SECTION 1. The Legislature finds and declares all of the following: Decisional Interference, Interrogation
(a) Developmental and neurological science concludes that the process of brain development continues into adulthood, and that the human brain undergoes significant changes throughout adolescence and well into young adulthood.
(b) The United States Supreme Court has recognized the following:
(1) Children are generally less mature and responsible than adults, often lacking the experience, perspective, and judgment to recognize and avoid choices that could be harmful to them.
(2) Children characteristically lack the capacity to exercise mature judgment and possess only an incomplete ability to understand the world around them.
(3) Children are generally more vulnerable to outside influences than adults and have limited understandings of the criminal justice system and the roles of the institutional actors within it.
(c) (1) Custodial interrogation of an individual by the state requires that the individual be advised of the individual’s rights and make a knowing, intelligent, and voluntary waiver of those rights before the interrogation proceeds.
(2) Youth under 18 years of age have a lesser ability than adults to comprehend the meaning of their rights and the consequences of waiving those rights.
(3) A large body of research has established that adolescent thinking tends to either ignore or discount future outcomes and implications, and disregard long-term consequences of important decisions.
(d) Addressing the specific context of police interrogation, the United States Supreme Court observed that events that would have a minimal impact on an adult can overwhelm an early teen child, noting that no matter how sophisticated the child may be, the interrogation of a child cannot be compared to the interrogation of an adult.
(e) The law enforcement community now widely accepts what science and the courts have recognized: that children and adolescents are much more vulnerable to psychologically coercive interrogations and other psychologically coercive dealings with the police than resilient adults experienced with the criminal justice system.
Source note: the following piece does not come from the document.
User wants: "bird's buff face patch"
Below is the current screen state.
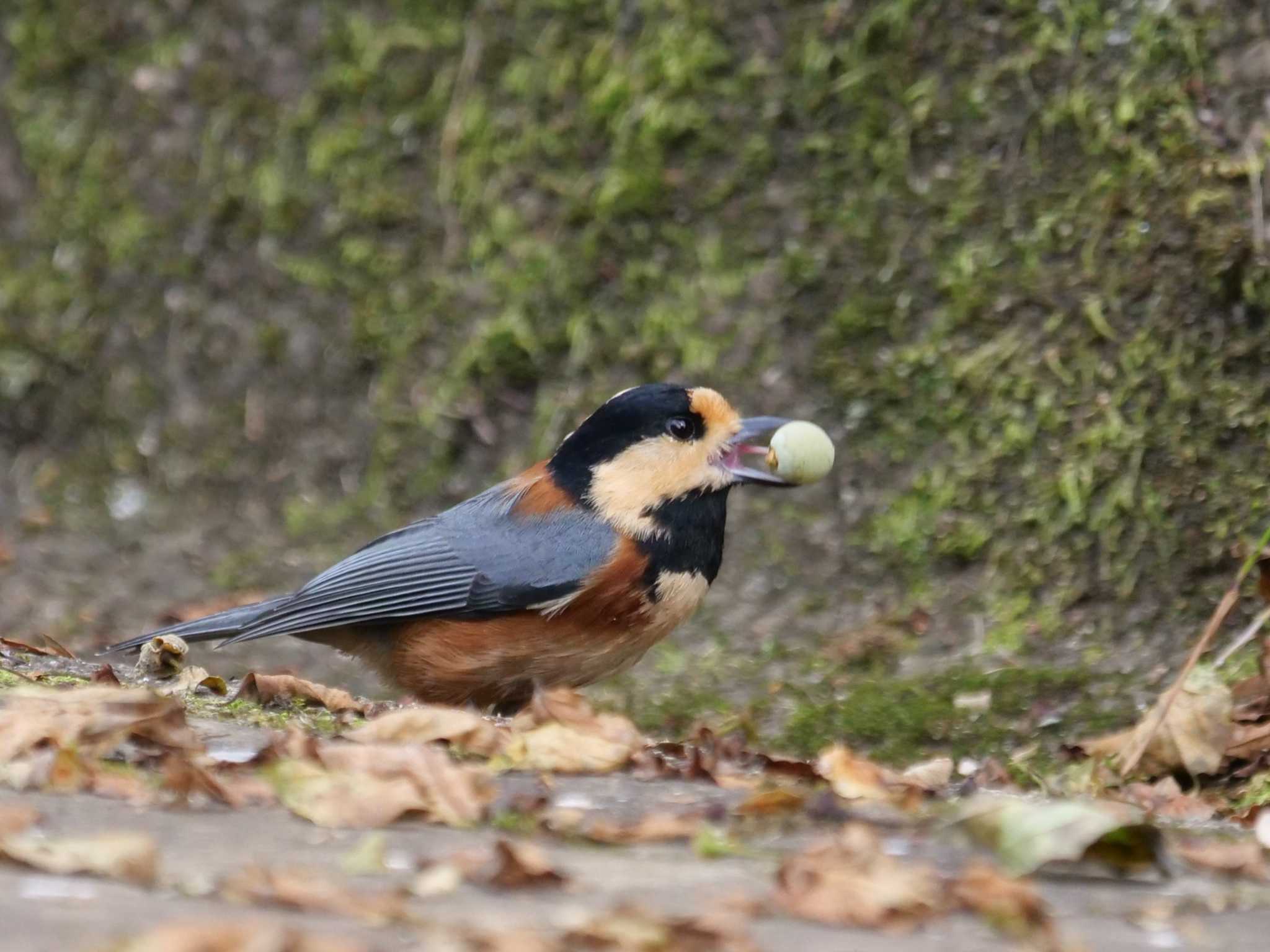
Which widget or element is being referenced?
[589,387,742,536]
(f) For these reasons, in situations of custodial interrogation and prior to making a waiver of rights under Miranda v. Arizona (1966) 384 U.S. 436, a youth under 18 years of age should consult with legal counsel to assist in their understanding of their rights and the consequences of waiving those rights.
SEC. 2. Section 625.6 of the Welfare and Institutions Code is amended to read:
625.6. (a) Prior to a custodial interrogation, and before the waiver of any Miranda rights, a youth 17 years of age or younger shall consult with legal counsel in person, by telephone, or by video conference. The consultation may not be waived.
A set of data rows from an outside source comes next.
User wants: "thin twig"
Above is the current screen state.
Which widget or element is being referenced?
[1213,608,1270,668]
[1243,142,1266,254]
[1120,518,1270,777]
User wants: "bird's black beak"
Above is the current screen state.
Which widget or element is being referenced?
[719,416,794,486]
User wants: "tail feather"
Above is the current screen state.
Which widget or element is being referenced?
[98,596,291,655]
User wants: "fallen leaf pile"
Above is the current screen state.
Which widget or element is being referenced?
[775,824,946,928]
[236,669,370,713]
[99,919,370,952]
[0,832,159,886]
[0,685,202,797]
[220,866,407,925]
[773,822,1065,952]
(b) The court shall, in adjudicating the admissibility of statements of a youth 17 years of age or younger made during or after a custodial interrogation, consider the effect of failure to comply with subdivision (a) and, additionally, shall consider any willful violation of subdivision (a) in determining the credibility of a law enforcement officer under Section 780 of the Evidence Code.
(c) This section does not apply to the admissibility of statements of a youth 17 years of age or younger if both of the following criteria are met:
(1) The officer who questioned the youth reasonably believed the information the officer sought was necessary to protect life or property from an imminent threat.
(2) The officer’s questions were limited to those questions that were reasonably necessary to obtain that information.
(d) This section does not require a probation officer to comply with subdivision (a) in the normal performance of the probation officer’s duties under Section 625, 627.5, or 628.